JF Ptak Science Books Quick Post
This wonderful, semi-impossible sulphur-laden pamphlet emerged from the bottom of one of the "Naive Surreal" boxes today in the warehouse:
When God Splits the Atom (1956) offers a not-so-friendly piece of advice: "its later than you think". We are told that God delivered the atom and the atomic bomb and the end of the war and the beginning of the United Nations. None of that will save us from the burning ring of fire, and the U.N. will fail, and so on, down to the firey pit if there is no repentence and acceptance of the higher power.
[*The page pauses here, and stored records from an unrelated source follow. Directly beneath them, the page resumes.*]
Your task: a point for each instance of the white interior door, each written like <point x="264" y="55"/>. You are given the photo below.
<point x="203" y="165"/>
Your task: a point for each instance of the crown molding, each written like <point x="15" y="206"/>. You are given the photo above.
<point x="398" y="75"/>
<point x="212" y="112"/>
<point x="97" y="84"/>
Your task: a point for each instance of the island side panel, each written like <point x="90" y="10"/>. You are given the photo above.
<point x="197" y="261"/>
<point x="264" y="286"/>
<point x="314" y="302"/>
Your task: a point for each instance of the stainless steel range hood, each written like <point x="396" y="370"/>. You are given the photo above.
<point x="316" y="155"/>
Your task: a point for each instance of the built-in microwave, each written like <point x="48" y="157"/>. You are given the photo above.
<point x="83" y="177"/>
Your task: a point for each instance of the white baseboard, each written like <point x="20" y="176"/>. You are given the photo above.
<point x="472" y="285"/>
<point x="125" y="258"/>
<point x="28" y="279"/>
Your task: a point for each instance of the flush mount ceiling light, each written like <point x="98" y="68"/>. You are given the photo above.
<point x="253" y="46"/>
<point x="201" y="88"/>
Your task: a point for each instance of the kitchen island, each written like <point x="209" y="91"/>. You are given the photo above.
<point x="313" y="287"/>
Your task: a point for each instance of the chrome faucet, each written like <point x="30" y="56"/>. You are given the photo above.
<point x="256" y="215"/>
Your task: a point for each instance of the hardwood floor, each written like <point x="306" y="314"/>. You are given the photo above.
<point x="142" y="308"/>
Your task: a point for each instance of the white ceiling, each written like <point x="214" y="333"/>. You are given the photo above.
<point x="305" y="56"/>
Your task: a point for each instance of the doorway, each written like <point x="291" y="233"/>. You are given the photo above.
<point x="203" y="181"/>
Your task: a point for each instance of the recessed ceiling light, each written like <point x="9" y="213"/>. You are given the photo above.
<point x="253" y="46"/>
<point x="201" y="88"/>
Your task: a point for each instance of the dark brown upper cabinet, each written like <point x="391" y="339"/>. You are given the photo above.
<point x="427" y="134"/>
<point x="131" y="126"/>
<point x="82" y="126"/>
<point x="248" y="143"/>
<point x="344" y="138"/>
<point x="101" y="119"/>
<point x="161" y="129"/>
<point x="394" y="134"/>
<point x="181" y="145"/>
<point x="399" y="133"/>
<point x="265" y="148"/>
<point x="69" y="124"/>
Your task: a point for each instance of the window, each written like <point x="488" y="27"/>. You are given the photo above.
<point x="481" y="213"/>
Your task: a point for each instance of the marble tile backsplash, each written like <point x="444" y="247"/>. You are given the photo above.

The cover pretty much tells the entire story.
There are a few other God-and-athe-atomic-bomb posts on this blog, like, well, this one:
(Found here.)
And this one (from Miss Atomic Bomb: the A-Bomb in Popular Culture--Comics, Cakes and the Will of God):
And of course on the other end of this:
And that's pretty much that.
The idea and imagery of the atomic bomb was instantly re-purposed and used to identify and sell food and comfort, and was employed for hotel names, cakes, dart games, watches, restaurants, patience games, and so on--God was just one of a series in a long line of a-bomb apps.
This rather makes me want to re-read Asimov's The End of Eternity, in which a character who has been accidentally marooned in the 1920s sends a message to the future about his whereabouts and whenabouts by putting an anachronistic ad in a magazine: a stock market tips ad with the heading .A.ll the .T.alk .O.f the .M.arket, and a nuclear-explosion graphic.